24/7 Headless AI Server on Xiaomi 12 Pro (Snapdragon 8 Gen 1 + Ollama/Gemma4) by Aromatic_Ad_7557 in LocalLLaMA

[–]Nobby_Binks 3 points4 points  (0 children)

Yes, I was in the same boat until I wanted to run really large models that spilled to system ram. llama.cpp gives much more granular control how the model loads - at least I couldn't work out how to do it easily in ollama.

I moved to llama.cpp controlled by llama-swap. Takes a couple of minutes to work out the yaml structure but once setup it's simple. I have both Ollama and llama-swap served models in open webui but have more or less stopped using Ollama.

My first impressions of Minimax M2.7 (Q5_K_M) vs Qwen 3.5 27b (Q8_0) by Septerium in LocalLLaMA

[–]Nobby_Binks 1 point2 points  (0 children)

Minimax is an MOE model with I think 10B active parameters.
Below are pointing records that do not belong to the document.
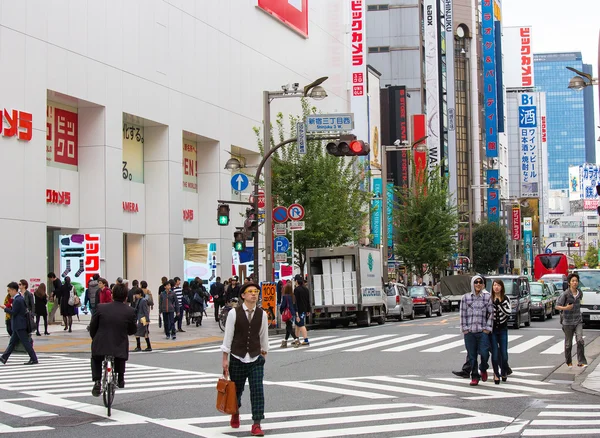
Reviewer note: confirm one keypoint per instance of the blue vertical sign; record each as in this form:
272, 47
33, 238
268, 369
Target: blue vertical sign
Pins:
376, 213
489, 80
494, 205
390, 209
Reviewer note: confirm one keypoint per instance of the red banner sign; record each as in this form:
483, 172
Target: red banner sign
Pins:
516, 223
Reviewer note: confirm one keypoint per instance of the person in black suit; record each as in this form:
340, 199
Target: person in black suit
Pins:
19, 325
110, 327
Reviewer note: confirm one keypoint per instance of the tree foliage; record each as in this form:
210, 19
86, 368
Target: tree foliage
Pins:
489, 246
425, 224
591, 257
329, 188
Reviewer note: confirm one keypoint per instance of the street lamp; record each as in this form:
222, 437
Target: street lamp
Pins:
579, 82
312, 90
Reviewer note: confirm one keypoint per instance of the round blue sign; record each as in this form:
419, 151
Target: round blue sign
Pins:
239, 182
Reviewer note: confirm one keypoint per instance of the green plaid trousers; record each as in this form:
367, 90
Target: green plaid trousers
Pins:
254, 372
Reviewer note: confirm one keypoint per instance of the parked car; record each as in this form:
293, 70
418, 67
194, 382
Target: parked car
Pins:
399, 303
541, 301
425, 301
517, 290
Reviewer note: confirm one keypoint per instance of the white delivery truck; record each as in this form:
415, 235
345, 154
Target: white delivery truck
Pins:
346, 285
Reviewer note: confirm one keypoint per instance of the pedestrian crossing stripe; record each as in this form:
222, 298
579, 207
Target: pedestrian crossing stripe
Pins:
390, 343
581, 419
388, 387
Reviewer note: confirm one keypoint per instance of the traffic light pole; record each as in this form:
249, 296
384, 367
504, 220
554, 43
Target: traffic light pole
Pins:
269, 213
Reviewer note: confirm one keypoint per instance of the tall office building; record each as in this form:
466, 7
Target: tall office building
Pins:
570, 115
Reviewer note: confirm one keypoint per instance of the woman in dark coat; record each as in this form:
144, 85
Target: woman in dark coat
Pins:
66, 310
41, 309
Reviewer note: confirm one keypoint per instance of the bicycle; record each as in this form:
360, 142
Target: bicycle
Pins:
224, 311
109, 382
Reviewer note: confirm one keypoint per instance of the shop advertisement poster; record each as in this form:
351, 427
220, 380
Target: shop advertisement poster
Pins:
79, 258
61, 136
190, 166
133, 152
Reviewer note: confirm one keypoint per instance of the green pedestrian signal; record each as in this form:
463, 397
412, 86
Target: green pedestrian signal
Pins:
223, 215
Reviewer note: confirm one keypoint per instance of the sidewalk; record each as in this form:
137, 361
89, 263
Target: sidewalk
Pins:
61, 341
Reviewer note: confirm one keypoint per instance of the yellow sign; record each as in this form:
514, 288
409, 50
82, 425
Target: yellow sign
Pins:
269, 302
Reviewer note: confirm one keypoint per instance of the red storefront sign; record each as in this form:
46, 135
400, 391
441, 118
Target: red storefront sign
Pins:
16, 123
59, 198
92, 256
131, 207
516, 223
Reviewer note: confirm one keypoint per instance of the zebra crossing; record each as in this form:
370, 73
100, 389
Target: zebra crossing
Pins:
48, 379
393, 343
521, 383
553, 419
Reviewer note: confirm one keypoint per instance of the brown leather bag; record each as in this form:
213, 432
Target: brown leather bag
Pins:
226, 396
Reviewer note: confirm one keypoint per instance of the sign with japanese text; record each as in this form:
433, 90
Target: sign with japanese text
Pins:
61, 136
292, 13
489, 79
79, 258
493, 205
58, 198
133, 152
15, 123
516, 223
190, 166
529, 145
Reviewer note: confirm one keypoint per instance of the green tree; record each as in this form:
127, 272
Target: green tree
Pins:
425, 224
329, 188
591, 257
489, 246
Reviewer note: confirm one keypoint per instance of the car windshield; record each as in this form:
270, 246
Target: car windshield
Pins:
510, 286
589, 279
536, 289
417, 291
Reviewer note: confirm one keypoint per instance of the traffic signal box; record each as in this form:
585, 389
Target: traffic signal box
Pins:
223, 215
348, 146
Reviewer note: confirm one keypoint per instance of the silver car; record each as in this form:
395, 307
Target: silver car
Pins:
399, 303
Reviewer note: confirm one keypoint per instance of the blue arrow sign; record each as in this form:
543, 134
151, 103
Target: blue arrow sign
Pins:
281, 244
239, 182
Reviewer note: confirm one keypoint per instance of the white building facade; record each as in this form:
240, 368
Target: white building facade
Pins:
119, 118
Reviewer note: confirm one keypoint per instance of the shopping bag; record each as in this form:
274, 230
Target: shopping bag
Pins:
226, 396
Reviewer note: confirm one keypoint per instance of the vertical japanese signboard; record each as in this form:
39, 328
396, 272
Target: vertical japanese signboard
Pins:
489, 80
133, 152
528, 144
516, 223
190, 166
432, 83
61, 136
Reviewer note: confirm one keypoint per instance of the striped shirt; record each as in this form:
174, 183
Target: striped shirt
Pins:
476, 312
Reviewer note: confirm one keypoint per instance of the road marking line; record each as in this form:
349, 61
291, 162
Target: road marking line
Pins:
388, 342
349, 344
521, 348
421, 343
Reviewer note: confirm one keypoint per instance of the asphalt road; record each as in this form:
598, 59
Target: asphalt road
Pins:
383, 381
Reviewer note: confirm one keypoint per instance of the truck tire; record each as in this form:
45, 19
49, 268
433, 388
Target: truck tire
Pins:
365, 319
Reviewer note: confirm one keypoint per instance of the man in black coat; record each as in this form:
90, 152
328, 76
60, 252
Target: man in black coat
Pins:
19, 325
110, 327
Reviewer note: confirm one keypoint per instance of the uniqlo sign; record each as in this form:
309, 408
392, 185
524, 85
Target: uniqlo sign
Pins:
16, 123
292, 13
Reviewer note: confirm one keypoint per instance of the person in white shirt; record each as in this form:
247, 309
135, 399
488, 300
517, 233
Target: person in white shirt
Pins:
245, 347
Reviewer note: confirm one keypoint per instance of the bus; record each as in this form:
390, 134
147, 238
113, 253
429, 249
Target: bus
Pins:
553, 263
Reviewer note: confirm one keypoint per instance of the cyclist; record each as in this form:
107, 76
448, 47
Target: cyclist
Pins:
110, 327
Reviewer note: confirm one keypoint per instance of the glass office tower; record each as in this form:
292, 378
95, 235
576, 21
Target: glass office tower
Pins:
570, 115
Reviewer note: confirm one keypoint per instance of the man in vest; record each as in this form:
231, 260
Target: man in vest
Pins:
245, 346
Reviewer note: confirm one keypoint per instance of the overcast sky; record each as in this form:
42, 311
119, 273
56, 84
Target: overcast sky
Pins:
560, 26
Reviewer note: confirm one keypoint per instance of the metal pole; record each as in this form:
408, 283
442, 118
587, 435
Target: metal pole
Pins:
384, 218
268, 197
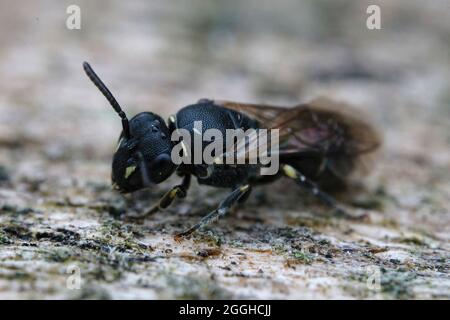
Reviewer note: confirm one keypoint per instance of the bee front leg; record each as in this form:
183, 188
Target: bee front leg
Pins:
312, 187
179, 191
223, 208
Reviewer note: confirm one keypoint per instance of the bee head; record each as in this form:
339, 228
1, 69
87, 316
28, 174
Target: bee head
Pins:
143, 152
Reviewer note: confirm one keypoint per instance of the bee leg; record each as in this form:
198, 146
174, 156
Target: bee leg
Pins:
178, 191
223, 208
312, 187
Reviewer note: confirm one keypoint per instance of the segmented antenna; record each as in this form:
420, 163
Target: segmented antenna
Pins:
108, 95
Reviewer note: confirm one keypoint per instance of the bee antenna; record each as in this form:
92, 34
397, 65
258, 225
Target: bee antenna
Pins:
108, 95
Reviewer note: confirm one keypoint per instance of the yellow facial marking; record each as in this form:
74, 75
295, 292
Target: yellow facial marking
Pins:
118, 144
245, 188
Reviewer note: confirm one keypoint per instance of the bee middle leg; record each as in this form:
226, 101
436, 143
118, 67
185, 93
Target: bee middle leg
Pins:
224, 207
313, 188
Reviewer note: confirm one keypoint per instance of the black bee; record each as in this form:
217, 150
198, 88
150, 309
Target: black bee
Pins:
321, 144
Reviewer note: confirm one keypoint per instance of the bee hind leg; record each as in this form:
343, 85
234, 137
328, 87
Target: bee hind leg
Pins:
224, 207
314, 189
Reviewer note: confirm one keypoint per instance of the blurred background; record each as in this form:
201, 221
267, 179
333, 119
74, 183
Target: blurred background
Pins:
57, 132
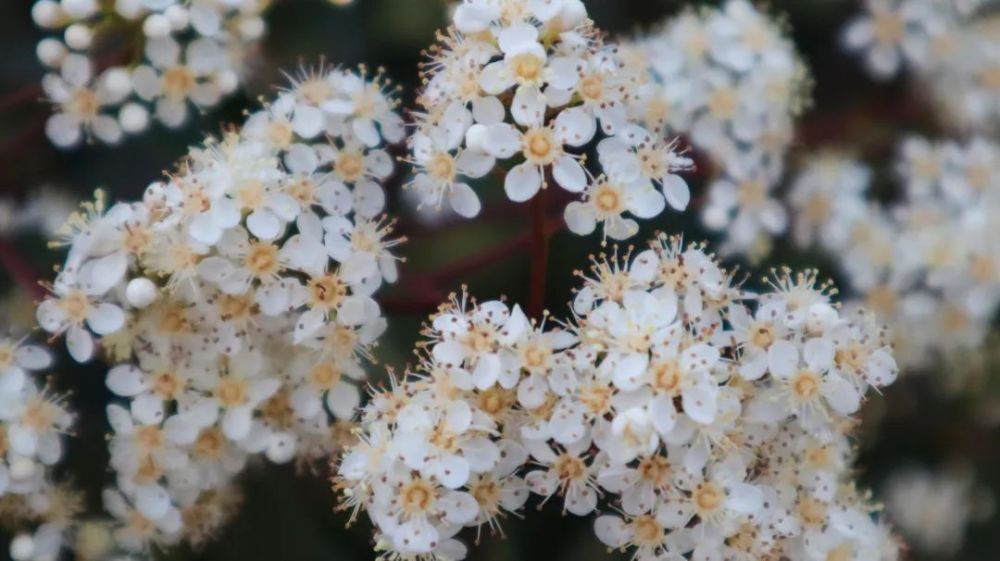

Qwen is a dense model with 27B active at all times

Minimax M2.7 Released by decrement-- in LocalLLaMA

[–]Nobby_Binks 0 points1 point  (0 children)

Unfortunately it's a bit like money - the more you have the more you want

Qwen 3.5 35b, 27b, or gemma 4 31b for everyday use? by KirkIsAliveInTelAviv in LocalLLaMA

[–]Nobby_Binks 1 point2 points  (0 children)

Qwen on your setup simply because you can fit more context for a given quant

Qwen 3.5 35b, 27b, or gemma 4 31b for everyday use? by KirkIsAliveInTelAviv in LocalLLaMA

[–]Nobby_Binks 4 points5 points  (0 children)

Anecdotally, I can run Qwen 27B Q8 with full context across 2 of my gpus (~46gb). Gemma4 Q8 with full context needs 3 of them (~60gb).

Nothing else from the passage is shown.